A propos des contrats d’assurance vie en déshérence

C’est le 1er janvier 2016 que la loi Eckert n° 2014-617 du 13 juin 2014 relative aux comptes bancaires inactifs et aux contrats d’assurance vie en déshérence entre en vigueur. Son dispositif vise à renforcer les obligations pesant sur les sociétés d’assurance et établissements bancaires tenus de rechercher, au décès de leur client, les bénéficiaires des assurances vie qu’il a pu souscrire et de ses comptes bancaires. Ce volet législatif entend mettre un terme au scandale des contrats en déshérence et à la passivité des assureurs dans le traitement des dossiers (V. notamment J.-M. Levaux, audition devant les commissions des finances des assemblées parlementaires en tant que personnalité pressentie pour exercer les fonctions de vice-président de l’Autorité de contrôle prudentiel et de résolution de la Banque de France (ACPR), oct. 2013).

Plusieurs dispositifs avaient pourtant déjà été mis en œuvre. C’est d’abord la loi du 15 décembre 2005 (C. assur., art. L. 132-9-2) qui a instauré un dispositif permettant au bénéficiaire potentiel d’un contrat d’assurance vie de s’adresser à un guichet unique (Agira 1 – Demande adressée à l’association Agira, chargée de la transmettre sous quinze jours à tous les assureurs. Lorsqu’un contrat existe, l’assureur est tenu d’en informer le bénéficiaire potentiel sous un mois).
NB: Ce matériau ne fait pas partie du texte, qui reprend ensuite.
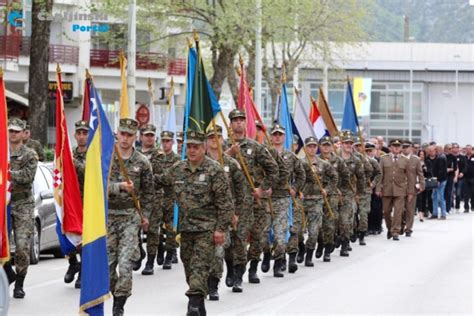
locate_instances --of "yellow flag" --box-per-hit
[119,52,129,119]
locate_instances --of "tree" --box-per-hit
[28,0,53,145]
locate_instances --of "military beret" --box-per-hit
[118,118,139,134]
[75,120,89,132]
[319,135,333,145]
[270,124,285,135]
[160,130,174,140]
[140,124,156,135]
[228,109,246,120]
[305,136,318,146]
[176,131,184,142]
[206,124,223,137]
[186,130,206,145]
[389,139,402,146]
[8,117,25,131]
[365,142,376,150]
Dans ce cadre, 38 500 consultations ont été réalisés en 2012 (dont 45 % à la demande de notaires), 13 % seulement ont permis d’identifier des contrats pour lesquels le décès de l’assuré n’était pas connu de l’assureur pour un encours de 129 M€ (C. comptes, Les avoirs bancaires et les contrats d’assurance vie en déshérence, p. 96 s.).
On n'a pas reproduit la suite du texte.